Я не сильно стремился пускаться в разговор с представителем компартии и, желая сосредоточиться, стал внимательно слушать, что говорил корреспондент «Манифесто», который развернулся ко мне вполоборота, своему соседу, худенькому брюнету, в котором из-за его усов и крашенных волос я как-то не сразу узнал Армандо. Тот спрашивал у него, откуда он столько знает про Вальтера Туччи. «Так он мой брат!» – с гордостью ответил юноша. «Какой он тощий!» – заметил его собеседник. «У него всегда было слабое здоровье. Он на самом деле чуть не умер, когда родился. Он – продукт первых антибиотиков, завезенных американцами». «Вот бы они удивились!» – прокомментировал с усмешкой бородач с пиратской рожей. Армандо принялся хихикать вместе с ним.
Закрывшись платком, я бросил взгляд на бледное и впалое лицо замдиректора «Лотта континуа». «Он чуть не умер, едва родившись». Он не умер, но всюду, где бы ни появился, он источал замогильную бледность и высокомерность. Инстинкт мертвеца, который природа вписала в его гены, но который обманула наука, излучал на его безучастном лице нечеловечески холодное сияние. Если бы все спасенные с помощью пенициллина новорожденные были похожи на него, тогда, подумал я, лучше бы американцы, вместо того чтобы завозить нам этот подарок в нагрузку к «Колгейту» и «Кока-коле», отвели детской смертности ту роль, которая была уготована ей самим Творением.
Потом мне стало стыдно за эту мысль.
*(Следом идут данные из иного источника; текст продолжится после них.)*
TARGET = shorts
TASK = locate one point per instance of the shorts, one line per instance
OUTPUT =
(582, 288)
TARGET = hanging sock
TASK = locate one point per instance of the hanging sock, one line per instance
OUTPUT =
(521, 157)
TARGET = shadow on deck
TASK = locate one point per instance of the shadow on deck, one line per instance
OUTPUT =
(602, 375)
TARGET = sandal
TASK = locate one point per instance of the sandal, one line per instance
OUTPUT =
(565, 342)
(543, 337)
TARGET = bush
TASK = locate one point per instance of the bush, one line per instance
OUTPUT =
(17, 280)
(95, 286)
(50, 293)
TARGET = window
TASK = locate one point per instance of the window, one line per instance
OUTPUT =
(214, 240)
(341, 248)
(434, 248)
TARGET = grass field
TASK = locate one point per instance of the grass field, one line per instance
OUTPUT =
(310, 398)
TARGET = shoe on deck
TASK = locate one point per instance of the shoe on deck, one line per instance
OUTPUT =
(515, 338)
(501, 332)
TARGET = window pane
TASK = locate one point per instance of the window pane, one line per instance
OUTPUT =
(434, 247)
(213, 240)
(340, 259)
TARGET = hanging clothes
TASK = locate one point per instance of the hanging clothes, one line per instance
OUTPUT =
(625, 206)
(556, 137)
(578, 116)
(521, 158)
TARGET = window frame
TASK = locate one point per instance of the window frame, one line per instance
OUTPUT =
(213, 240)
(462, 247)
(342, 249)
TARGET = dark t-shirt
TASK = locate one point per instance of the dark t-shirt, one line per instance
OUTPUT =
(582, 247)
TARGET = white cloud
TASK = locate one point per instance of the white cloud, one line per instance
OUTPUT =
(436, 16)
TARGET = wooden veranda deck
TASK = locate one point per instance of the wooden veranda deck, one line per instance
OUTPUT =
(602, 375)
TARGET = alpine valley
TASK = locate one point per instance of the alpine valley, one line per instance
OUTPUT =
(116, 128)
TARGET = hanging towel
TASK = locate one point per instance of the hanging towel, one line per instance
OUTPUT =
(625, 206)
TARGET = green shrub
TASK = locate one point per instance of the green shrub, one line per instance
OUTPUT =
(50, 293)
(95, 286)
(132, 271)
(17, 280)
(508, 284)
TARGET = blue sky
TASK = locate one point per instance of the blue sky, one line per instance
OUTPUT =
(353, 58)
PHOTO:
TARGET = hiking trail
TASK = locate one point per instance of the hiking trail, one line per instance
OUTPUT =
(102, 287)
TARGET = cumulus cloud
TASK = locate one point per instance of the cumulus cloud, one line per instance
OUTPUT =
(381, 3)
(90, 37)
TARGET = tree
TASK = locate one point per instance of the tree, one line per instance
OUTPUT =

Находившийся здесь Вальтер Туччи был глашатаем всех тех, кто требовал правосудия: знак того, что перейдя от литературы к политике, он обратил свою страсть к праздным спорам в мужественную идеологическую позицию. «Воробьи» Группы 63 измазали дерьмом стены моей квартиры, но сегодня речь шла о мести за убитого человека. Моя мама справилась пакетом моющего средства, а вдова железнодорожника вряд ли сможет смыть кровь своего мужа.
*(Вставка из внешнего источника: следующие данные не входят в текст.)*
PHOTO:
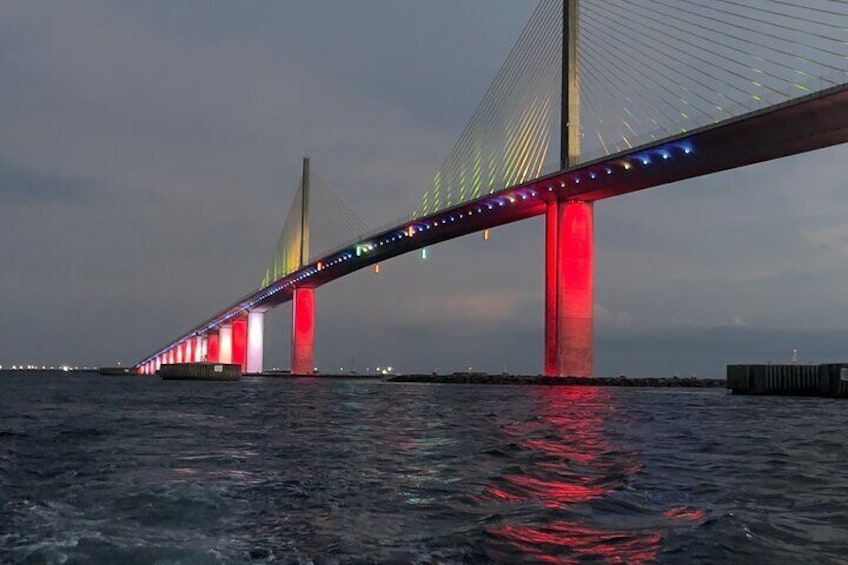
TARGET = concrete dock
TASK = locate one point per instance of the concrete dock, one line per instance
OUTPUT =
(828, 380)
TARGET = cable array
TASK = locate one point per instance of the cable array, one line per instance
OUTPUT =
(647, 70)
(508, 138)
(331, 222)
(651, 69)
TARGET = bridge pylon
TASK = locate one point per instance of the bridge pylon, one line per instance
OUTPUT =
(303, 300)
(569, 237)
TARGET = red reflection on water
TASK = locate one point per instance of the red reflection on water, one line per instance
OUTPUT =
(546, 543)
(575, 464)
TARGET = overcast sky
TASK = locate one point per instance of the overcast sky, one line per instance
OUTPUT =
(149, 151)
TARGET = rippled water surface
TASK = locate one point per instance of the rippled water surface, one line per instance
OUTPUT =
(135, 470)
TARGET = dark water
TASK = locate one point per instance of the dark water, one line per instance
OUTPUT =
(134, 470)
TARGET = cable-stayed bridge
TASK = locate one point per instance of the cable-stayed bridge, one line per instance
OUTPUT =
(597, 98)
Укрепившись подобными рассуждениями, я поднял голову и принялся разглядывать Вальтера Туччи, пытаясь убедить себя, что его длинные волосы были не данью моде, а вызовом личного характера бритым затылкам министров христианско-демократической партии и бюрократов из префектуры; что его маоистский френч свидетельствовал не о его презрении к демократическим ценностям, а напротив защищал как броня их поборника, для которого эти доспехи имели не поверхностное значение; и что его взгляд, которым он с отстраненным видом обводил зал поверх толпы, выражал не горделивое удовлетворение фанатика, замкнутого на самом себе, а сосредоточенную волю, необходимую для битвы с убийцами Пинелли.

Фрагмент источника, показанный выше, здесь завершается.